15 Major Problems with the Senate Reconciliation Bill

The House is set to consider the Senate-passed reconciliation bill. Below we outline 15 major problems with the Senate-passed bill.

1. Adds $4.1 trillion to the debt through 2034 – more borrowing than any reconciliation bill in history. 

2. Would add $5.5 trillion to the debt if made permanent – more than the CARES Act, American Rescue Plan, Bipartisan Infrastructure Law, and the CHIPS and Science Act combined. 

3. Violates the House reconciliation framework by $600 billion – with only $1.4 trillion of gross spending cuts and $4.5 trillion of tax cuts.

4. Accelerates Social Security and Medicare insolvency to 2032 – a year earlier than under current law. 

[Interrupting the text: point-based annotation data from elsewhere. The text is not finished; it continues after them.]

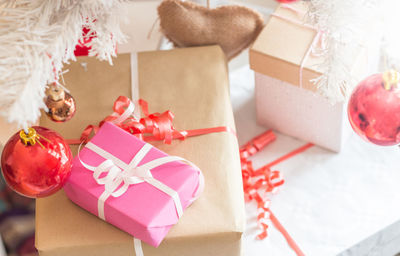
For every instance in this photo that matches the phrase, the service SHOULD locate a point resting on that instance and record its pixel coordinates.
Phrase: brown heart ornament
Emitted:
(187, 24)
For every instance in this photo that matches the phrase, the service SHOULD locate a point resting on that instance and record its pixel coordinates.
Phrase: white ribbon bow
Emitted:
(119, 175)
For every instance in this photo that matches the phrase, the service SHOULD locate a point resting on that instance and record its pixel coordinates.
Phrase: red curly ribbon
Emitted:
(151, 127)
(259, 184)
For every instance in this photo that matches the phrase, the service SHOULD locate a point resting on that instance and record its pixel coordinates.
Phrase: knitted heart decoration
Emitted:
(187, 24)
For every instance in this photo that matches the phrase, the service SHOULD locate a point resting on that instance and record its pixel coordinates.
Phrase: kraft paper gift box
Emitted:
(147, 208)
(193, 84)
(281, 103)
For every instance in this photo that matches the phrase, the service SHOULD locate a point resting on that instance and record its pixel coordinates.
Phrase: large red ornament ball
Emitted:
(374, 111)
(39, 168)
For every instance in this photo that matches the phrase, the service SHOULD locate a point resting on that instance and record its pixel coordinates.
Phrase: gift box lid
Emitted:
(285, 41)
(193, 84)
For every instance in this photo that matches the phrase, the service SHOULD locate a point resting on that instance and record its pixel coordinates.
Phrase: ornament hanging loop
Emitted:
(32, 137)
(391, 79)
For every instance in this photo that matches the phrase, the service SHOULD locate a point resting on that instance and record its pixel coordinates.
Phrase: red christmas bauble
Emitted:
(36, 164)
(374, 109)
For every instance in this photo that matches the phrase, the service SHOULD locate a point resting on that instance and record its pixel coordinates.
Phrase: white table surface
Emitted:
(330, 201)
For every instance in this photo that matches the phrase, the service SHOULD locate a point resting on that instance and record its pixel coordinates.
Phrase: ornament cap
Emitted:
(29, 138)
(391, 79)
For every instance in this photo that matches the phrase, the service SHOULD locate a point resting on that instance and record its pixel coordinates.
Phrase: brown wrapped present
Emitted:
(193, 84)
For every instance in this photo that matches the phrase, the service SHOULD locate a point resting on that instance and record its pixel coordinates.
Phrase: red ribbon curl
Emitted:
(260, 183)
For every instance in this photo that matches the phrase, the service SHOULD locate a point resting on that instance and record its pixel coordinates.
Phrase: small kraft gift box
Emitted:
(193, 84)
(286, 99)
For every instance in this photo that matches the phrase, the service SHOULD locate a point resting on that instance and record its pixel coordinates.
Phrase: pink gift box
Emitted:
(143, 210)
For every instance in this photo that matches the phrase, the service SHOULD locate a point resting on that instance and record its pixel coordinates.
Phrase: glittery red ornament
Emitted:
(36, 164)
(374, 109)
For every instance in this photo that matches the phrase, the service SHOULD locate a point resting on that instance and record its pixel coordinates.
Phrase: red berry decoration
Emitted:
(36, 164)
(374, 109)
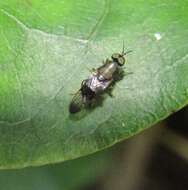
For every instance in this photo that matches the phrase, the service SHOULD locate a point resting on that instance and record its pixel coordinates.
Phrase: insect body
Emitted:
(98, 82)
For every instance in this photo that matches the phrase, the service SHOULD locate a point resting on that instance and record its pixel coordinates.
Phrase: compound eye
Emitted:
(121, 61)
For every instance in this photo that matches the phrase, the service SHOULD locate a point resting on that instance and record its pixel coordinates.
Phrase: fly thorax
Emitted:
(109, 70)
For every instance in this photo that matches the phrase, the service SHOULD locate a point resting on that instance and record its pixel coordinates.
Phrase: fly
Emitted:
(100, 79)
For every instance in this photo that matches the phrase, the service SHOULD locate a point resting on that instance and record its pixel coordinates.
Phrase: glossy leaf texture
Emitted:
(46, 48)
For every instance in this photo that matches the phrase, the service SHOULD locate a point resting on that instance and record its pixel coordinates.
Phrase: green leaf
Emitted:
(70, 175)
(45, 50)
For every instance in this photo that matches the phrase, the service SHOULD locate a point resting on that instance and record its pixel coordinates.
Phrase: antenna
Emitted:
(123, 51)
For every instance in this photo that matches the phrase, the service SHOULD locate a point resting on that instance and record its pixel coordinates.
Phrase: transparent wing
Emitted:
(76, 103)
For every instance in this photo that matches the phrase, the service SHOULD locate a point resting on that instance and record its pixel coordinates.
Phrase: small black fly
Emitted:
(100, 79)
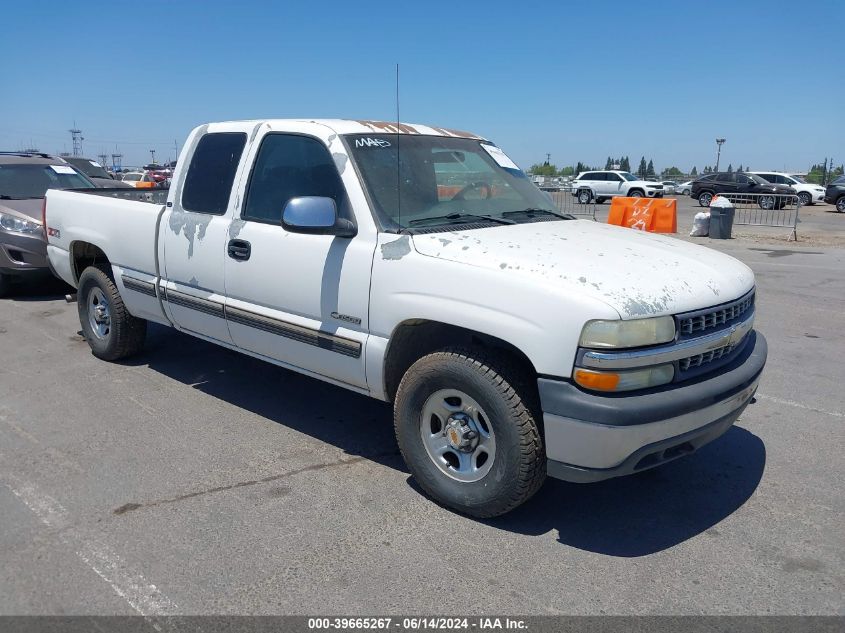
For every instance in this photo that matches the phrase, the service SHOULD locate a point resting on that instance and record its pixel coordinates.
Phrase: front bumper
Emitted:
(22, 253)
(590, 437)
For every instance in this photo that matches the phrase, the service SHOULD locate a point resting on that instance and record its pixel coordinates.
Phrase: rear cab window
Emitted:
(211, 173)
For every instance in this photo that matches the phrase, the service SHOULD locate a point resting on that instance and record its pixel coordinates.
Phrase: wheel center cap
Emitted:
(460, 433)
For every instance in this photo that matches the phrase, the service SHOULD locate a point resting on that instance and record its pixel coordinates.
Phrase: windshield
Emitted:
(32, 181)
(442, 176)
(88, 167)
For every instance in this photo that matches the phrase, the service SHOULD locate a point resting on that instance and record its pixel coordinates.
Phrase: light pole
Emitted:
(719, 142)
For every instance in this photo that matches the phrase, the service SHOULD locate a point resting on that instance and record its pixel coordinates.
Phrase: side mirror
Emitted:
(317, 216)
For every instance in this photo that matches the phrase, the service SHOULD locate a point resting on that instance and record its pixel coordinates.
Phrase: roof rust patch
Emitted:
(392, 128)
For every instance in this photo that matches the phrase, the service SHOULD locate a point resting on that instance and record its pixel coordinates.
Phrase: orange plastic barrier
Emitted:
(656, 215)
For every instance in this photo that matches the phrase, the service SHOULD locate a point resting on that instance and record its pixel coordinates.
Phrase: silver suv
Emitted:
(24, 179)
(601, 185)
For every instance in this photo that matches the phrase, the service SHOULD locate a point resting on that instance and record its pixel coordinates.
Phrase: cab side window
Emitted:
(290, 166)
(211, 173)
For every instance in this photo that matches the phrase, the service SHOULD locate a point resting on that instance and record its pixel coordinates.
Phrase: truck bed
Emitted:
(123, 223)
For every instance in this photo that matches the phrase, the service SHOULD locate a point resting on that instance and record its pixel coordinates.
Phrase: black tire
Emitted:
(125, 334)
(767, 202)
(518, 468)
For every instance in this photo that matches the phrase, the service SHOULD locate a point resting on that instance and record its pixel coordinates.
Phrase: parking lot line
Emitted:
(143, 596)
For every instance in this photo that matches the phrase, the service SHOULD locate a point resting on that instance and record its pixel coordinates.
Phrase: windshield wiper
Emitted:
(531, 211)
(461, 216)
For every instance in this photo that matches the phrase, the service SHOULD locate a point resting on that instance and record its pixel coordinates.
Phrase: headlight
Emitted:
(624, 380)
(14, 223)
(634, 333)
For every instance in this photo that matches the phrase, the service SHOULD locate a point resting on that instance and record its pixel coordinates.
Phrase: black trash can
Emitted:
(721, 220)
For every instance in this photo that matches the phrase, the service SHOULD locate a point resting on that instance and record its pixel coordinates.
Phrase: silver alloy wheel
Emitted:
(99, 315)
(457, 435)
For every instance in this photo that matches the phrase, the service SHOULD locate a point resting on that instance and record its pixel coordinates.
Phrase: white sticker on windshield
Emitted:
(499, 156)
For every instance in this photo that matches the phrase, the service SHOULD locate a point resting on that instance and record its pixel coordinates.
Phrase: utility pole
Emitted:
(719, 142)
(76, 135)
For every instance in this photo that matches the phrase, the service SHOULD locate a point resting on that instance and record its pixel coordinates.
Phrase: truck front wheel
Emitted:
(468, 433)
(111, 332)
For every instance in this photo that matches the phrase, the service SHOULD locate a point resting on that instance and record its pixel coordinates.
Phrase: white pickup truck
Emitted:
(420, 266)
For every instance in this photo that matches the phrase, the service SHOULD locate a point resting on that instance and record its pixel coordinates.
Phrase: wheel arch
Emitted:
(414, 338)
(84, 254)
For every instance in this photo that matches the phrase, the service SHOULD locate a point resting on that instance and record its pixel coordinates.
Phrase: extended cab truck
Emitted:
(511, 340)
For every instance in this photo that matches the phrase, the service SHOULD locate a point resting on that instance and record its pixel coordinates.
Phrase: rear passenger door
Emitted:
(193, 236)
(301, 300)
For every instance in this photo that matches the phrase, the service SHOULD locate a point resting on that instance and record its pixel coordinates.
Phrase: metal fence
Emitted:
(568, 203)
(766, 209)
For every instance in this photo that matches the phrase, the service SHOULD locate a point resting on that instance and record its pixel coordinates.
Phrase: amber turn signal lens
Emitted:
(603, 381)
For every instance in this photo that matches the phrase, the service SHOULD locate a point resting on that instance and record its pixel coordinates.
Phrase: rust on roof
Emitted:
(403, 128)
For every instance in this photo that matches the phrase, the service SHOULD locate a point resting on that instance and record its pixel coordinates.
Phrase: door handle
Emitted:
(239, 249)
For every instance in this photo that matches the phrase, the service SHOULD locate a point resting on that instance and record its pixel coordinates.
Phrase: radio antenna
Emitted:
(398, 175)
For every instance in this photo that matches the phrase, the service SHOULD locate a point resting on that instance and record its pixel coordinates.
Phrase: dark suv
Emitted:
(24, 180)
(725, 182)
(835, 194)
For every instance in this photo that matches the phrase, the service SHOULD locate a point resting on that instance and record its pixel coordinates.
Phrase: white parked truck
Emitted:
(420, 266)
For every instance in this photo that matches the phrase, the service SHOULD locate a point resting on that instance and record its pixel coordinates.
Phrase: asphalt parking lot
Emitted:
(195, 480)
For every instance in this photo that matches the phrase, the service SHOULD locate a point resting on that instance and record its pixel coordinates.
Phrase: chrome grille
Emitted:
(710, 319)
(702, 359)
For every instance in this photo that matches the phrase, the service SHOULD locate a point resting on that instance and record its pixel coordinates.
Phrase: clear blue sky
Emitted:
(580, 80)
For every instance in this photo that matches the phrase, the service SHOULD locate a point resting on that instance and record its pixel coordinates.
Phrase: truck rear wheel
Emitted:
(468, 433)
(111, 332)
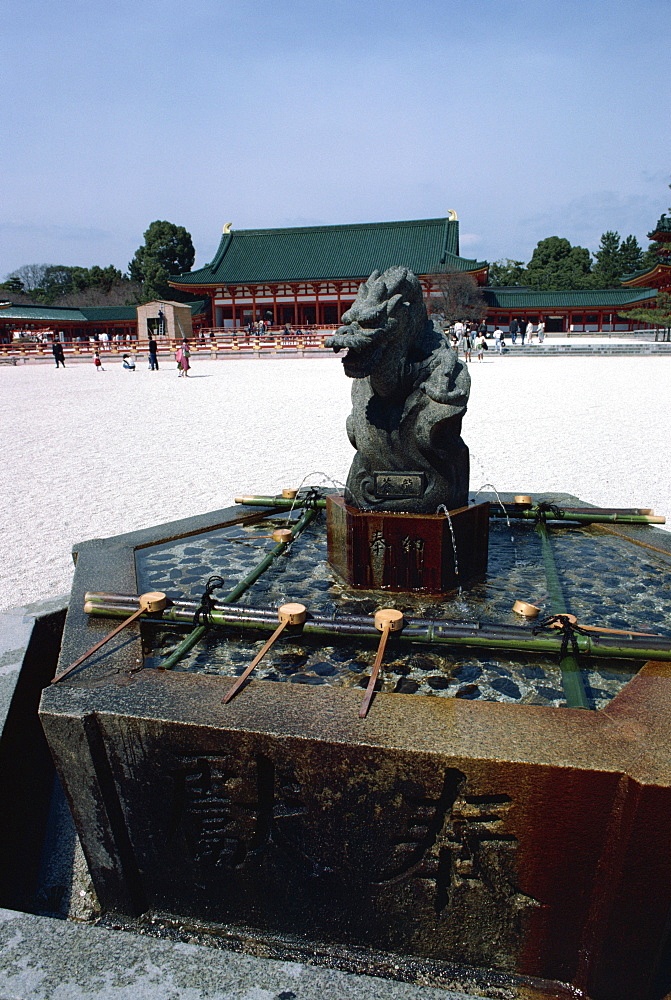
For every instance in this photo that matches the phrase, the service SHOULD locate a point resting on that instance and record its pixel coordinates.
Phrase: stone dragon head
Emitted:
(409, 394)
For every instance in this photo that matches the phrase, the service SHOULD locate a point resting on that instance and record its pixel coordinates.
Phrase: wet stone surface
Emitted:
(607, 581)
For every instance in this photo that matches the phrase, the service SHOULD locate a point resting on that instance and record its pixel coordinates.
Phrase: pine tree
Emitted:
(608, 267)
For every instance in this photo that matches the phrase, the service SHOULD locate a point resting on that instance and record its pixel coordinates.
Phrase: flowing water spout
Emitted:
(442, 509)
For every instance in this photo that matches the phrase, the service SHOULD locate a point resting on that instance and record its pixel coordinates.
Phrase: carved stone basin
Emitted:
(494, 828)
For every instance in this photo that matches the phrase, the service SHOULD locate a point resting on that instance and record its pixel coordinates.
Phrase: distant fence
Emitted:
(210, 341)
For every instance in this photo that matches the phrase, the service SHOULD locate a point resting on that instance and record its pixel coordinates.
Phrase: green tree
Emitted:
(556, 265)
(506, 272)
(631, 256)
(459, 298)
(167, 250)
(12, 284)
(608, 267)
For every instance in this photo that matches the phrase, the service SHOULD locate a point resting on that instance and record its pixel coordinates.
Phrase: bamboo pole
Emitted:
(582, 515)
(197, 634)
(507, 638)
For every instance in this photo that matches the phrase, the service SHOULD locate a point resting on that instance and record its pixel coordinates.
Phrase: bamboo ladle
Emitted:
(288, 614)
(154, 600)
(386, 620)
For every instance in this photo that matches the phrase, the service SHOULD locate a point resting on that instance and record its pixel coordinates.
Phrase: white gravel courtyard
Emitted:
(89, 454)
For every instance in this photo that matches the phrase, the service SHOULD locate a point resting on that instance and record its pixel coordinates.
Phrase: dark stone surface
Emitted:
(448, 828)
(409, 396)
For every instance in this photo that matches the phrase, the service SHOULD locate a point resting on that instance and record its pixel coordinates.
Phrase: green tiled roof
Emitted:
(511, 298)
(41, 314)
(103, 314)
(663, 226)
(82, 314)
(427, 246)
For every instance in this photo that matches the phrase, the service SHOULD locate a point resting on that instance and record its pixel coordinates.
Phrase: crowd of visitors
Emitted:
(469, 337)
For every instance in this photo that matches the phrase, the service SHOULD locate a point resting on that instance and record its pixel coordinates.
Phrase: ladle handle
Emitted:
(368, 697)
(259, 656)
(93, 649)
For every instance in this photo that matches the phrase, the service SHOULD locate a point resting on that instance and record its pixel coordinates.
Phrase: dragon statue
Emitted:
(408, 399)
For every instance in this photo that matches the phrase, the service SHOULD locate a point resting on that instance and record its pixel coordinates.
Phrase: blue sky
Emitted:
(529, 118)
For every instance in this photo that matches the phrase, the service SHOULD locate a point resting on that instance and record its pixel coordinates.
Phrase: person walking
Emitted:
(466, 344)
(182, 358)
(153, 355)
(58, 353)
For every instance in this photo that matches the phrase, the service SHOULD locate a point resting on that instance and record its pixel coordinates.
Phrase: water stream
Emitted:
(607, 581)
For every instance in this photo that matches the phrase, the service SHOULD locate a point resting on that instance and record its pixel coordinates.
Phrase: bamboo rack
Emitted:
(583, 515)
(509, 638)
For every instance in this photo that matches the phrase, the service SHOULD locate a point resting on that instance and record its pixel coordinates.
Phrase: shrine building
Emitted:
(309, 276)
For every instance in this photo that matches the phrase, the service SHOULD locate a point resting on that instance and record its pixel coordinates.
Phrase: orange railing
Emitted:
(211, 340)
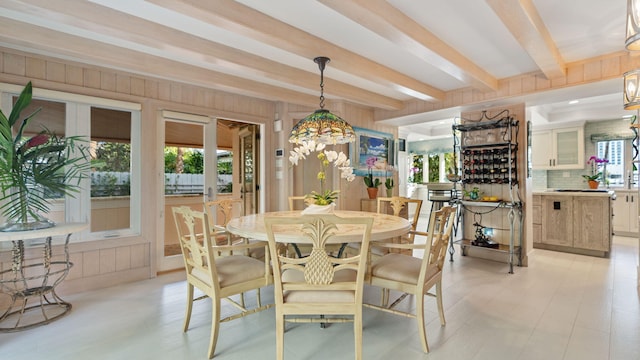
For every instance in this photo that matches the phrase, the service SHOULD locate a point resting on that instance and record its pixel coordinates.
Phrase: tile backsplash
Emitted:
(572, 179)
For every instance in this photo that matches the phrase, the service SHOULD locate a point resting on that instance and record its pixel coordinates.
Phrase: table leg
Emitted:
(22, 288)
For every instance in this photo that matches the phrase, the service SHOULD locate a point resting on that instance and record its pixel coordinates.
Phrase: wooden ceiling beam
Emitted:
(42, 41)
(525, 24)
(96, 18)
(251, 23)
(387, 21)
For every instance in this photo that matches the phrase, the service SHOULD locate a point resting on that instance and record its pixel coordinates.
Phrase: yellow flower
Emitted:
(326, 157)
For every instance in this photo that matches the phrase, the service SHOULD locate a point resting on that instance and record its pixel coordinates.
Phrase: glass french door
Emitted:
(248, 136)
(189, 160)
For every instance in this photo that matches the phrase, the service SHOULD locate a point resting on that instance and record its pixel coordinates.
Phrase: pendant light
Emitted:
(322, 126)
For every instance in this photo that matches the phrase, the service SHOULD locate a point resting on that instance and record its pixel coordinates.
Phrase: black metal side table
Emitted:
(26, 280)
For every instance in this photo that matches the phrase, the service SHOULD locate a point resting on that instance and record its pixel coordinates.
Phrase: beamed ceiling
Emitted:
(384, 54)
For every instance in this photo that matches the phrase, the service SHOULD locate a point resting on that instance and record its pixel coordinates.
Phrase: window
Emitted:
(111, 169)
(109, 199)
(183, 170)
(619, 170)
(225, 171)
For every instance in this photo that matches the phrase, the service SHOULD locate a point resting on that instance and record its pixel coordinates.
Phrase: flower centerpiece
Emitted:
(594, 178)
(389, 185)
(35, 169)
(325, 197)
(371, 183)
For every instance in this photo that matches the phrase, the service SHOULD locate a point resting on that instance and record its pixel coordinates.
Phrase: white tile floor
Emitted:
(562, 306)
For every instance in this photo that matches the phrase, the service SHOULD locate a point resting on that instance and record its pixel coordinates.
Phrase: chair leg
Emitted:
(187, 314)
(384, 297)
(279, 336)
(357, 331)
(258, 299)
(439, 300)
(420, 320)
(215, 325)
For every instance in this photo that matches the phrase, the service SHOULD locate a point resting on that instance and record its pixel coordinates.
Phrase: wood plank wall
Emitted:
(110, 262)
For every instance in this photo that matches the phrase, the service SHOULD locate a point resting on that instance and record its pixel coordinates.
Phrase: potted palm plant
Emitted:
(34, 169)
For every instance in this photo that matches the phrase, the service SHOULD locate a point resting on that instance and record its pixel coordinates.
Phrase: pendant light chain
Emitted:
(322, 62)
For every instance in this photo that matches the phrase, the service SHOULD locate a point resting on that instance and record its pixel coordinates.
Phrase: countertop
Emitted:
(575, 192)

5. Is littered with special interest giveaways and new tax and spending entitlements – including a SALT cap increase, hospital fund, RECA expansion, farm bailout, new car loan subsidies, and a variety of narrowly targeted tax breaks. 

6. Relies on numerous budget gimmicks – including arbitrary expirations, phony baselines, and fantastical growth assumptions. 

7. Undermines future budget enforcement – setting the precedent that the majority can make up whatever budget score they want, which could allow massive new spending increases or tax cuts that are claimed as free. 

8. Increases future spending if made permanent – with spending increases and interest costs outweighing the spending cuts in the bill.

9. Makes the tax code more complicated and less fair – creating new deductions, credits, and phase outs that treat similar income differently and increases the number of itemizers. 

10. Explodes interest costs to nearly $2 trillion per year – including by adding to the debt and pushing up interest rates throughout the economy. 

11. Worsens deficits by even more using dynamic scoring – higher interest costs will increase the debt more than faster growth reduces it. 

12. Increases the debt limit by $5 trillion in exchange for deficit increases – asking members who had previously not supported debt ceiling increases or demanded dollar-for-dollar deficit reduction to instead agree to almost a dollar-for-dollar debt increase. 

13. Makes the 3% of GDP deficit goal much harder to achieve – boosting annual deficits above 7 percent of GDP, nearly $600 billion a year further from the 3% goal, if provisions are extended. 

14. Uses up key offsets needed for debt reduction – enacting meaningful savings from health care, higher education, and tax breaks but using them to justify a massive deficit increase. 

15. Poisons the environment for bipartisan budget and trust fund deals – by signaling that the majority party will unilaterally add to the debt by cutting taxes and pad their appropriations priorities.